My thoughts turned to my own raised lid with the tiny hole cut out of it and something a man told me in Tate’s Bake Shop a few years back when I was pouring my coffee. He said that women always choose the domed lids and men the flat lids.
Since I often go to Java Nation on my way to work and David does too, I interrupted to ask where he had bought his coffee. It turned out both he and I had stopped at the same coffee shop, were confronted with the same decision, and he had gone for the flat lid, while I had chosen my usual, the raised.
Until that moment, I hadn’t really thought about the observation of that man at Tate’s. When I asked David why he chose the flat lid, he said he just liked it better. I told him the story. He said, “That’s great. You have to write about it.” (Note to self: Do not bring up quirky observations on Thursday mornings.)

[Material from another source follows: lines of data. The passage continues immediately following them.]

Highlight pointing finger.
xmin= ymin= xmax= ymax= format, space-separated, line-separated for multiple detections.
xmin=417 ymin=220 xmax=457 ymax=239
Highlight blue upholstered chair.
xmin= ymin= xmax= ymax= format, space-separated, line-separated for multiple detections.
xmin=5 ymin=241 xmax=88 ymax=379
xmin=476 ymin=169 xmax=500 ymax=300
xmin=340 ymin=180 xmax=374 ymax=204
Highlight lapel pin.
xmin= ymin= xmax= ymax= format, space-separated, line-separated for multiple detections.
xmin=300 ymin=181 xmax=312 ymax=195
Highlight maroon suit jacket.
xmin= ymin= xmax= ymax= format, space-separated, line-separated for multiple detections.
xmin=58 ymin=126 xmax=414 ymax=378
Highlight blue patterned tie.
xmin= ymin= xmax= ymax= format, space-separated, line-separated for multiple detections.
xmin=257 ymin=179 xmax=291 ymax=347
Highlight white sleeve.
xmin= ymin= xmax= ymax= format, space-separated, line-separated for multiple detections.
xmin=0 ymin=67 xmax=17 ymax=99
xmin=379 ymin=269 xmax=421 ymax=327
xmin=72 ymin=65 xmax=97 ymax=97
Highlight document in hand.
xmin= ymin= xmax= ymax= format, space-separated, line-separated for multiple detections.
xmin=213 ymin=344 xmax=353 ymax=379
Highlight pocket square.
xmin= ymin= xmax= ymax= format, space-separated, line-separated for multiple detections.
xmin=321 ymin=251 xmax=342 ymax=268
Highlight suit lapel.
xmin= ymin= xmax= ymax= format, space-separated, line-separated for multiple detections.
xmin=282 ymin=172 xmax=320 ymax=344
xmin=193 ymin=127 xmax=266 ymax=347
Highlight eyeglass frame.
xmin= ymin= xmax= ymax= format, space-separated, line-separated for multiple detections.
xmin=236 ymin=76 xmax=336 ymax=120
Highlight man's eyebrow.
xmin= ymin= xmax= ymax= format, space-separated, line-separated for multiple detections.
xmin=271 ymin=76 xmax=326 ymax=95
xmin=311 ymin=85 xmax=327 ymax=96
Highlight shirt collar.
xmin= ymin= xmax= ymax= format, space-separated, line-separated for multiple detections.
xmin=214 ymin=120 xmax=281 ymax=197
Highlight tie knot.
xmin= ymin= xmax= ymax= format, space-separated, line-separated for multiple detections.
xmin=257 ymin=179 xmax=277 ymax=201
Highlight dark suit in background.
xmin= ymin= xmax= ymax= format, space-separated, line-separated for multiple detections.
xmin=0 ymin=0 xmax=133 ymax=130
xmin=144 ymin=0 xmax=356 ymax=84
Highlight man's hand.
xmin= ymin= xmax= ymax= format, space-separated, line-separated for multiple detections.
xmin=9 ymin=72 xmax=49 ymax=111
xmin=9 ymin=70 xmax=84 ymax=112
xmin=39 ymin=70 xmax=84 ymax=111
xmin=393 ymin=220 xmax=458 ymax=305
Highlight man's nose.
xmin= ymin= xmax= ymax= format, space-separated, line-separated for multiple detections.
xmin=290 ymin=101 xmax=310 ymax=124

I’d like to say I’ve done extensive research on this matter and have devised some perfectly random sample for a definitive survey of this thesis with a 95 percent confidence level, but that is not so. During the editorial meeting that followed, only one other male in the office had a coffee cup. His lid was flat — a good start.

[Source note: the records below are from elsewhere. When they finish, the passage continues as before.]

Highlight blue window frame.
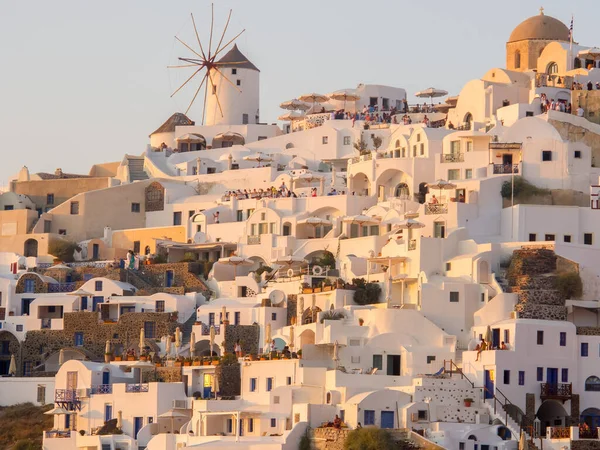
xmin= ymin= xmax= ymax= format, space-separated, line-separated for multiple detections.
xmin=364 ymin=410 xmax=375 ymax=425
xmin=518 ymin=371 xmax=525 ymax=386
xmin=582 ymin=342 xmax=589 ymax=357
xmin=143 ymin=321 xmax=156 ymax=339
xmin=270 ymin=418 xmax=276 ymax=428
xmin=248 ymin=418 xmax=254 ymax=432
xmin=250 ymin=378 xmax=257 ymax=392
xmin=537 ymin=367 xmax=543 ymax=381
xmin=562 ymin=368 xmax=569 ymax=383
xmin=95 ymin=281 xmax=103 ymax=291
xmin=105 ymin=404 xmax=112 ymax=422
xmin=226 ymin=418 xmax=233 ymax=433
xmin=559 ymin=332 xmax=566 ymax=346
xmin=24 ymin=279 xmax=35 ymax=293
xmin=266 ymin=377 xmax=273 ymax=392
xmin=74 ymin=332 xmax=84 ymax=347
xmin=271 ymin=312 xmax=277 ymax=321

Starbucks, which determined long ago that only the raised lid would do for its coffee cups, is such a big player that it was difficult to collect much data outside of its loyal following. It really came down to just a few conversations I’ve had over the past week with local baristas and coffee merchants who provide both types of lids.
One female, who hadn’t thought about the connection until it was proposed, agreed that men tended to reach for the flat lids when there was an option. As for a reason, she suggested that women like the neatness the raised lid provides with sipping and in the car. She joked that men tend to make the same ingrained choices over and over again. The flat lid was good enough for their first cup of coffee, and that’s what they’re sticking with. After that conversation, I was sure I was on to something. The next day in Java Nation, however, both men in the store had cups with a raised lid.
Now, when I’m around town, in stores, lines, or wherever I see anyone holding a coffee cup, I look at the lid. I’d say the guy in Tate’s has a point, but there will always be outliers, creative types, lone wolves. To them and to those of any gender who make those lid choices everyday, I say vive la difference. And feel free to let us know your preference and why, because now I am intrigued.